バジョン「よう。何なんだ、相談事とは?」
ネヴァ「バジョンが日々アリーナで戦っているから聞くけど、風の剣士に会った事はある?」
バジョン「か・・・風の剣士・・・。今も実在するのか・・・。」
イレイザー「はい。情報によると、ルクビュ君が一度会っているそうです。確かその時エグザイル君
      も一緒だったとか。」
   おいおいおい、伝説のレイヴンが何でいるんだよ。信じられん・・・。
バジョン「そ・それで・・、一体何を聞こうとしたんだ?」
ネヴァ「一応雇おうかなと思ったのよ。もしかしたらイレギュラー要素が出るかも知れない。その時
    のための保険よ。」
バジョン「俺様は会った事すらない。一度会った事があるルクビュとエグザイルの方が詳しいんじゃ
     ないか?」
ネヴァ「それもそうね。ごめんね、無理な相談して。」
   しかし・・・風の剣士が実際に手を貸すかな。噂によると殆ど表舞台には登場しないという。
   その奴がこちらの要望に応えてくれるだろうか・・・。
   また伝説のレイヴンを保険呼ばわりするネヴァ嬢も凄い。肝っ玉が据わった嬢ちゃんだな。
   それを見透かしてか、直後にオフィスに通信が入る。イレイザーが徐に通信機を手に取り、
   相手と会話をしだした。
イレイザー「・・・本当か?!」
ネヴァ「どうした?」
イレイザー「表に見知らぬACが2体、こちらと会見を求めているそうです。」
バジョン「それがどうして驚かなきゃならねぇんだよ。」
イレイザー「・・・相手は風の剣士と風の盾と名乗っているそうです。」
   当然ながら一同驚く。今しがた話し合っていた内容が現実のものとなったからだ。
ネヴァ「・・・ここへ通して。」
イレイザー「了解です。」
   再び通信機に応答し、相手側をここに招き入れるよう指示を促した。しかし・・・本当か、
   風の剣士が直接現れるとは・・・。
   ・・・身体の震えが止まらない。フッ、俺様ともあろう者が・・・。

受付嬢「こちらです。」
   扉が開き、受付嬢と見知らぬ2人の人物が入室してくる。2人を招き入れると、受付嬢はあた
   ふたしながら去っていく。やはり彼女も威圧感を感じているのであろう。
ウインド「初めましてかな、ネヴァ=リンシア。それにイレイザー・バジョン=グラヴァリス、
     ターウェンの姉のエヴューナ=リンビィルクウォート。もう既に知っていると思うが、
     ウインドという。こっちは連れのエシェル=ミルフェイリア。」
エシェル「よろしくお願い致します。」
   驚かざろうえない。名乗っていないのにこちらのフルネームをしっかり当ててきた。それに
   エヴュ嬢がターウェンの姉だという事も知っている。
   ・・・こいつは本物かも知れない・・・。
   その後俺様達は震える声で自己紹介をしだす。どうしようもない、心の底から震え上がって
   いる自分がいるのだからな。
ネヴァ「と・・ところで・・・、ここには何のご用でいらっしゃたのですか?」
ウインド「お前が一番知っているだろう。力を借りたいと言っていたはずじゃないか。」
イレイザー「しかし・・・どうやって知ったのです。まさかここに盗聴でもしていたのですか?」
エシェル「感ですよ。誰かが助けを必要としている場合、直感で分かります。それに貴方達は野心家
     のようですが、今回はそのような感情は一切感じ取れません。」
ウインド「彼女の直感と洞察力は凄まじい。俺より凄い力を持っているからな。」
   ・・・冗談じゃない、それじゃまるで神みたいじゃないか。それとも超能力者なのか・・・。

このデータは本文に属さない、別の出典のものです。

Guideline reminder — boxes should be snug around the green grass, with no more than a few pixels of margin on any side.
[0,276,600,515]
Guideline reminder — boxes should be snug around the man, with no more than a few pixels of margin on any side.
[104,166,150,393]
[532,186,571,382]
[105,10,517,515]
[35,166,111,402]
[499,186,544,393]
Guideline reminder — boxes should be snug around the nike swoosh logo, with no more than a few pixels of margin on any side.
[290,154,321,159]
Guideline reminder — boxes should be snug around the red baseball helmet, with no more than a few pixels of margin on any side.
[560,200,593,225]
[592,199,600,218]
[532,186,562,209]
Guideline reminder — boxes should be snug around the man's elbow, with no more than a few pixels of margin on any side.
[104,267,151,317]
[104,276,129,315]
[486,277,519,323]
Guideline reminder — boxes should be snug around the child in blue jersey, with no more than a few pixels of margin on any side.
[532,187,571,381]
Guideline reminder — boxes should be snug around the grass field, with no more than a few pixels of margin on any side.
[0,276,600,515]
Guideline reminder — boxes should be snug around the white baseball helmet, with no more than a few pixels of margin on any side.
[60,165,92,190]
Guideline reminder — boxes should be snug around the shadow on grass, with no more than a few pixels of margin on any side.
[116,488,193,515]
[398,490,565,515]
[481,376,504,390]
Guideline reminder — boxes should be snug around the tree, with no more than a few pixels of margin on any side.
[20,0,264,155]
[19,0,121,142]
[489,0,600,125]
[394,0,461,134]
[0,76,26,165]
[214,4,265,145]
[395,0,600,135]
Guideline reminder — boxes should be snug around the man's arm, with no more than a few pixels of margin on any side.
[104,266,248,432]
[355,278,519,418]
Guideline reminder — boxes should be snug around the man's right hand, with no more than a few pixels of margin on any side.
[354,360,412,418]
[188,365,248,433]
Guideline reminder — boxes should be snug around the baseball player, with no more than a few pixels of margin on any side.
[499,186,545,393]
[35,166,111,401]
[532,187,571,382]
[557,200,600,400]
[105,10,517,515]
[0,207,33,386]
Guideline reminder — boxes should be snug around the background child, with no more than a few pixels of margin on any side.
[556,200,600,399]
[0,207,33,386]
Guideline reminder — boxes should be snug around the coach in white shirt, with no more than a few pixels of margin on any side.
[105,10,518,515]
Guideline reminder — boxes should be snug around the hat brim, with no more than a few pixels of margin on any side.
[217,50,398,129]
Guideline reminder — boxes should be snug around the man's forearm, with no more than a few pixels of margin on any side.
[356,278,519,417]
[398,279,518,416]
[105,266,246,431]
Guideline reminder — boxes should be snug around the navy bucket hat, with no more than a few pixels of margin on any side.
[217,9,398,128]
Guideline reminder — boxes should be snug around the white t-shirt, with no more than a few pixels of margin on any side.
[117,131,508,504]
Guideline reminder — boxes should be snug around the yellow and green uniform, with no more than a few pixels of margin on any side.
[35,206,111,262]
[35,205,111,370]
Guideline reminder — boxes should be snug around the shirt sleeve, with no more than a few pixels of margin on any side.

ウインド「言っておくが、俺達は人間だよバジョン。長年生きていれば、そういった感情などが研ぎ
     澄まされていく。そんな異常者などこの世に存在しない。」
エシェル「相手の言動などを知れば、大凡の事は察知できます。」
バジョン「は・・ははは・・・。」
   ・・・負けたよこの2人には。俺の常識を遙かに覆している。しかしどこか安心感を覚える。
エヴューナ「では単刀直入で聞きます。フォックスはどこにいますか?」
ウインド「なんだ、知っているのではなかったのか。お前が言った通り、ネオ・アイザック西の研究
     施設跡。そこが奴等の塒だ。」
エシェル「敵は大部隊でこちらを待ち受けています。それなりの準備がなければ、返り討ちにあい
     ます。」
ウインド「ネヴァ、得意の力で人員を集めろ。今のお前達では、奴らは倒せない。」
ネヴァ「しかし・・・そのような者はこれ以上いません。それにフォックスを恨んでいる者は、これ
    以上はいませんよ・・・。」
ウインド「そうか・・・。ならこちらで4人手配しよう。俺のよき相棒で死線をくぐり抜けた猛者。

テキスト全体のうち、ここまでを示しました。